A cylinder is constructed from a super insulator. The dimensions of the cylinder are Length L: 1 M; inside diameter i.d.: 12 mm. The entire Length of the cylinder contains copper (cases described below).

Heat (T > 100C) is continuously applied to the copper on one end of the cylinder. There is a heat sink attached to the copper at the opposite end of the cylinder--it can dissipate the heat at or above the rate of heat absorption.

What will be the difference in rate of conduction, if any, for:

a) the cylinder contains solid copper (12mm dia. X L)

b) the cylinder is packed with copper powder (say, 30 microns)

c) the cylinder is packed with small diameter copper rods (say, 1mm dia. X L)

d) the cylinder is packed with small diameter copper tubes (say, 5mm o.d., 4m i.d. X L)

e) the cylinder contains a uniform copper lattice (honeycomb X L) structure surrounded by air

If there's a difference, which case results in the highest conduction rate and why? Lowest?

CWatters

The thermal conductivity will be proportional to cross sectional area and inversely proportional to length. So cases a) c) and d) should be easy enough.

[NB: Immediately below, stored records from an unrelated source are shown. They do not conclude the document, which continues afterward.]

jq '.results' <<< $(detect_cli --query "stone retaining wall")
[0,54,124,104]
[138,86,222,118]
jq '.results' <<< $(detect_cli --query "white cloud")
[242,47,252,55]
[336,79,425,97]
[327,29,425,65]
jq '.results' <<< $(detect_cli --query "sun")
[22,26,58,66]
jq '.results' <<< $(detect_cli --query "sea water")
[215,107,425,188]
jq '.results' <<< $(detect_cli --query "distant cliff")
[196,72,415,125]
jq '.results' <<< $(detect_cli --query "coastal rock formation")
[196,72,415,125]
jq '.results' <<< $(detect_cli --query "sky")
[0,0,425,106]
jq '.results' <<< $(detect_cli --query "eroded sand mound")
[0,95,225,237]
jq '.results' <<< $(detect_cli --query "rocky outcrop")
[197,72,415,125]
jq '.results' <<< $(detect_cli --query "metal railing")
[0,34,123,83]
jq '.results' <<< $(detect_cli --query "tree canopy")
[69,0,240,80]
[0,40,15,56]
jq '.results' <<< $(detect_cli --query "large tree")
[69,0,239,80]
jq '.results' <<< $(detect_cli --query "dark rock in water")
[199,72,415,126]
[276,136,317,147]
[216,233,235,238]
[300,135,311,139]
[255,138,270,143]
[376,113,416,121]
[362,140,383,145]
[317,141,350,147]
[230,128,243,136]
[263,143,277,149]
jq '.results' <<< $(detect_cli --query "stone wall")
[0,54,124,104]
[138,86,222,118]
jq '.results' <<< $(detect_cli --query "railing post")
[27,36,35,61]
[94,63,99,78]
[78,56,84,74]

Case b) and e) is tricky because instead of having a uniform cross section you have lots of voids in three dimensions. I'm not sure how you go about calculating the thermal conductivity but it will obviously be lower than for case a) which is a solid rod.

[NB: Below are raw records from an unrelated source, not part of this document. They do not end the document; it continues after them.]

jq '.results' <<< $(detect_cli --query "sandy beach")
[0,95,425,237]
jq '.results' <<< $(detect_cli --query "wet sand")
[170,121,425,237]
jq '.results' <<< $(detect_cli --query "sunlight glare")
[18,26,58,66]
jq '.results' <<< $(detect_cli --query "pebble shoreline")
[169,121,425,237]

In a material with small pores the mean free path of air molecules (eg Nitrogen) might be less than the pore size. So they are more likely to collide with the walls of the pore than each other. So the thermal energy will be transferred to the conducting copper pore walls rather than travel through the air in the pores. I think this means b) is likely to have increased conductivity compared to e). Edit: and perhaps quite close to that of a).

steveh721

Thank you for your comments.

I was anticipating responses would be more toward d) and/or e) because the infrared spectrum is short wavelength/high frequency electro-magnetic energy. And, at least in the RF spectrum, high frequency energy propagates on the surface--and increased surface area has reduced impedance. Consequently, I imagined that more surface area would also result in reduced propagation time for infrared, too.

Could there be any validity to this idea?

CWatters

Pretty sure copper is opaque to infrared :-)

Conduction usually beats radaition unless the temperature difference is very high.